Take a look at some of the fly casting techniques that experienced fly-fishermen use to help them catch more fish.
The standard cast involves lifting the fly rod and fly line with a smooth up and back motion. When the rod reaches the 11 o’clock position, the negative motion stops and the forward cast will begin. Accelerate the rod forward from 11 o’clock to 1 o’clock and release the line and fly towards your target.
Curve casts are casts that have a bend in the line to the right or left of you. They can be useful for casting over fast water to get to slower moving water. The fast water that is closer to you will end up pushing your fly downstream too fast. A curve cast will add some slack in the line that will keep your line in the faster current above the line in the slower current. Curve casts also work well for presenting your fly around surface objects.
False casting is very simple. As you cast the fly backwards and forwards, don’t release the fly towards your target in the forward position. (Hence the name False cast) Fly fishermen use the false cast to cast farther by stripping out more line as they go back and forth. False casting also works to remove water from a dry fly. A couple of false casts can help your dry fly appear more natural in the water, which will help you get more strikes.
Hauling is used to increase the line speed, which helps you add distance to your cast. To accomplish a haul is to simply pull on the fly line during your casting stroke. A double haul involves hauling on your forward and backward strokes. This will add some distance to your casts, but it’s not going to make a 50 foot caster into an 80 foot caster. It can add an extra 5 to 10 feet to your cast depending on your skill level.
Mending line is used to re-position the fly line on the water. Mending line can be just as important as how you make your cast. To mend line, we draw a circle with the rod tip and flip the line up or downstream. While there are some situations where you may mend the line downstream, it is much more common to mend the line upstream to help slow the fly down in faster water.
Reach casting is used on moving water. It is used to place your fly line and leader upstream of the fly. This allows your fly to drift naturally over the fish before your line and leader. It is called the reach cast because you reach over your body with your rod arm to position the fly line and leader upstream of the fly.
Roll casting is used during windy conditions or when there are obstructions behind you that do not give you enough room to use a back cast. You will pull the line back along the water then cast forward towards your target. In a roll cast, the fly line will not be lifted from the water for the back cast, it is just pulled back along the water before you accelerate forward.

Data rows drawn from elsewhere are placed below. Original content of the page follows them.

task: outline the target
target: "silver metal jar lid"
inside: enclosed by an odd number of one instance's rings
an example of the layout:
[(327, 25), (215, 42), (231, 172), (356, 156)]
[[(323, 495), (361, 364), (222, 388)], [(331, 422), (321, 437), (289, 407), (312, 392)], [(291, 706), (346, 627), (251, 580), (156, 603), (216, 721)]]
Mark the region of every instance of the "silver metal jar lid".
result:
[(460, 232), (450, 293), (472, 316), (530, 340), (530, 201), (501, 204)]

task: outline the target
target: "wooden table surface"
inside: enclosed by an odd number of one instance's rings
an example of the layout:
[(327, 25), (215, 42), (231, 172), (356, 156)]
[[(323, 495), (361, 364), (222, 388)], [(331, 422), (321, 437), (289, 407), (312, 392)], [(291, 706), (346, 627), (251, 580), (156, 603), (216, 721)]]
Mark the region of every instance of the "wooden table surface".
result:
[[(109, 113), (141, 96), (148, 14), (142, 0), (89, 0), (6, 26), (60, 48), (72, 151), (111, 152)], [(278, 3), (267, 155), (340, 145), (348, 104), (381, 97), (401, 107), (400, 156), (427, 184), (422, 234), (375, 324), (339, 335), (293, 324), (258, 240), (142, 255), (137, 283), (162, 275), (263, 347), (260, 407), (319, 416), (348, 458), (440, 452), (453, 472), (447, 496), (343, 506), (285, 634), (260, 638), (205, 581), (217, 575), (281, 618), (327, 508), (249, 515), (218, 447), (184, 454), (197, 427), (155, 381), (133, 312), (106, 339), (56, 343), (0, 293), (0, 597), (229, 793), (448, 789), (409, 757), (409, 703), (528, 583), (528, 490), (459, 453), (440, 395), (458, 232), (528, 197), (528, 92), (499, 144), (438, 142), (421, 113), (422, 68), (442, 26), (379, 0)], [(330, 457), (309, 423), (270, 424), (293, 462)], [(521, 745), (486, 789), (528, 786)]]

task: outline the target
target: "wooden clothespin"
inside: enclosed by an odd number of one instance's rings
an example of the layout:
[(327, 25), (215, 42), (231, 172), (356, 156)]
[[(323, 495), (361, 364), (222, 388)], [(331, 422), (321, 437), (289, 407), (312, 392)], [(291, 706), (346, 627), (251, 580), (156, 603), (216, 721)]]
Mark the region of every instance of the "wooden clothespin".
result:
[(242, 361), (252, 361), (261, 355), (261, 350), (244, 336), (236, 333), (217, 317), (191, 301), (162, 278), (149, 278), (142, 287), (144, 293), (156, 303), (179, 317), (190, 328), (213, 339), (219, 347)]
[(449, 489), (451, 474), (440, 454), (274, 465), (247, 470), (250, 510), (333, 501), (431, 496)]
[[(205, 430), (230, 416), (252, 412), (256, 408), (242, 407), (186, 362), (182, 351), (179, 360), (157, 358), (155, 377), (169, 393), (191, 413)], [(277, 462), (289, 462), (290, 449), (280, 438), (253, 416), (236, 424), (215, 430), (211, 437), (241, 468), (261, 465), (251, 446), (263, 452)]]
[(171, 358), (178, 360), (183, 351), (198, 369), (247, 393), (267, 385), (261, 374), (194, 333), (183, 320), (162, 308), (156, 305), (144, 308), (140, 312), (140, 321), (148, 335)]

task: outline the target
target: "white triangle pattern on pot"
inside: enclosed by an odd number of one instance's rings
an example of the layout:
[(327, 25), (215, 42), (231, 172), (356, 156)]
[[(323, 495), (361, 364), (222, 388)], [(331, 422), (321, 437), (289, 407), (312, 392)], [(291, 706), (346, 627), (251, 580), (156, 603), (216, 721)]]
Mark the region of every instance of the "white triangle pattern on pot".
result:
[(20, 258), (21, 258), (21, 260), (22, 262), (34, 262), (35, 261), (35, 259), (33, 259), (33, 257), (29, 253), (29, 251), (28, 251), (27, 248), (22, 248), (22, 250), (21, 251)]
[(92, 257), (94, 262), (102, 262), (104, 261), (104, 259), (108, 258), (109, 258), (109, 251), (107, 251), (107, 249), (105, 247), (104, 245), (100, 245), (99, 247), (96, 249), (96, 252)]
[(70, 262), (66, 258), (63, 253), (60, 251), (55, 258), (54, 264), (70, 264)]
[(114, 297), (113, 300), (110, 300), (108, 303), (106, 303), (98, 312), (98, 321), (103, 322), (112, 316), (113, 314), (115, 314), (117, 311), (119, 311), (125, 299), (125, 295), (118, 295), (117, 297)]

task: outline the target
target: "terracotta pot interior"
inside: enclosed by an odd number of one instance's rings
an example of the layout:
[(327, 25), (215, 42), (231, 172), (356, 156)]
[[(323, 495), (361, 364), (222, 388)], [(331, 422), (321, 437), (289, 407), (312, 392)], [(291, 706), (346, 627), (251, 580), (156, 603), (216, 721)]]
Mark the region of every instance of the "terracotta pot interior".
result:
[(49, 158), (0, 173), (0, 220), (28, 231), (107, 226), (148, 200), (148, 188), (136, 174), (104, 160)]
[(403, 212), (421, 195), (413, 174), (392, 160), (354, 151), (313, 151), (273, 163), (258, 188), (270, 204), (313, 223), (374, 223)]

An “S” curve will cause the fly line to fall on the water in a series of “S” curves. This slack line will keep your fly from being dragged downstream too fast when you are fishing across faster currents.
Shooting line consists of adding additional line to a previous cast. You may have made a cast, but you see a fish surfacing 5 or 10 feet beyond your fly. Shooting line gives you a chance to present your fly to this fish before it has time to move from that spot. With your line hand, strip the additional amount of line you need. For this example, we’ll go with 5 feet. Strip 5 feet of line from your “reel” and let it lay on the ground near your feet. Pinch the line between the reel and your stripping guide. Make a couple false casts while maintaining your pinch on the line and then make a forward cast and release the fly towards your target. Pinching the line and timing your release are key to shooting line correctly.